一道清冷的女声忽然响起。贺兰玉的手指微微一顿。他抬起眼,循声望去。说话的是裴贵妃,拓拔户的母妃。她坐在太后右下首,穿着一身华贵的宫装,梳着高髻,簪着一支碧玉簪。她的面容和拓拔户有几分相似,眉眼间带着一种江南女子特有的温婉,但那双眼瞳里,藏着一丝精明。

“本宫是没有这耳福了。”裴贵妃的目光落在贺兰玉身上,语气温婉,甚至带着几分惋惜。“不如作诗一首,也让本宫见识见识贺兰公子的诗才。”

大殿里安静了一瞬。

贺兰玉的手在袖中微微收紧。裴贵妃是拓拔户的母妃,她背后站着的是江南裴家。而裴家和慕容家——当今皇后和二皇子拓跋泰背后的势力——在朝堂上明争暗斗已经不是一天两天了。她点名让他作诗,无非是想看看,这位名动大华的“贺兰仙君”,到底是不是如他儿所说的站在他们这一边了。

“母妃。”拓拔户的声音忽然响起,带着几分不满,“阿玉今日受了惊吓,您还是别让他作诗了。”

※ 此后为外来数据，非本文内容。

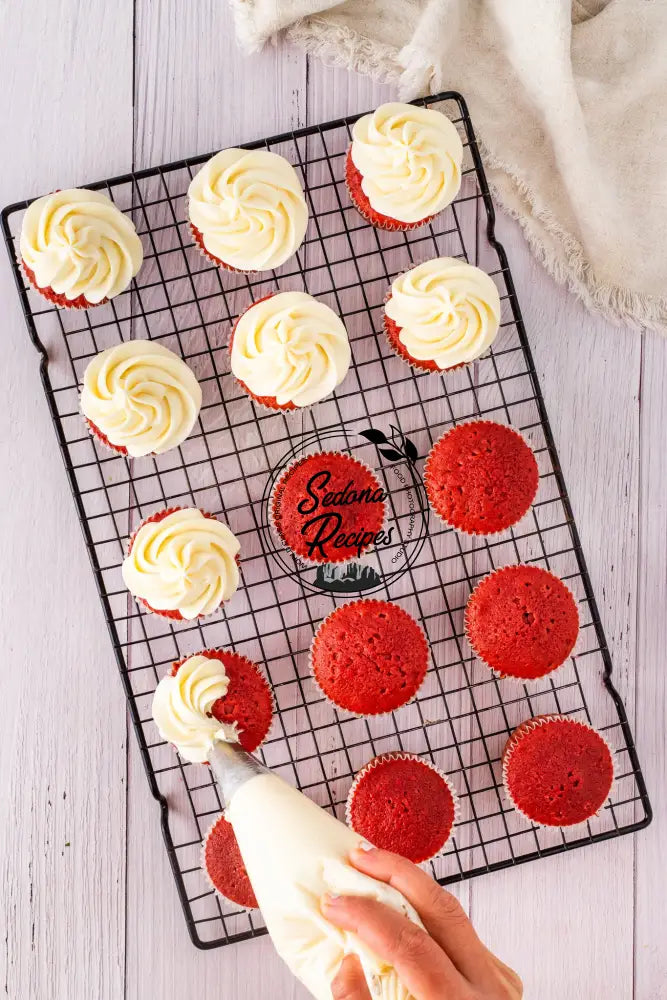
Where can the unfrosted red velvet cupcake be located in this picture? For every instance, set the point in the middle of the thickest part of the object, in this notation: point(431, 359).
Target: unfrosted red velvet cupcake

贺兰玉的眼角几不可察地抽了抽。你爷爷的,你个傻缺。他在心里把拓拔户从头到脚骂了个遍。本来他可以随便作一首诗应付过去,既不显得出挑,也不至于得罪裴贵妃。可拓拔户这一开口,人们就要探寻这背后的事情。这比作一百首诗都更让人浮想联翩。

他站起身,动作有些吃力,但脊背挺得笔直。“娘娘,楚王殿下说笑了。草民这就作诗一首。”

他走到大殿中央。深赭色的方砖上,菊花的影子被日光拉得长长的。他的粉袍在满殿的锦缎华服中显得格外素淡,却又格外扎眼。银白的马尾垂在身后,粉色发带的尾端随着步伐轻轻晃动。他环顾四周,目光掠过那一盆盆名贵的菊花——黄的、粉的、紫的、绿的、墨的,争奇斗艳。然后他的目光落在了角落里的一个粗陶花盆上。那花盆和周围的官窑瓷器格格不入,里面只种着一株菊,花瓣是素白的,花心带着一点淡淡的黄,纤细而单薄,在一众名贵品种中显得格外落寞。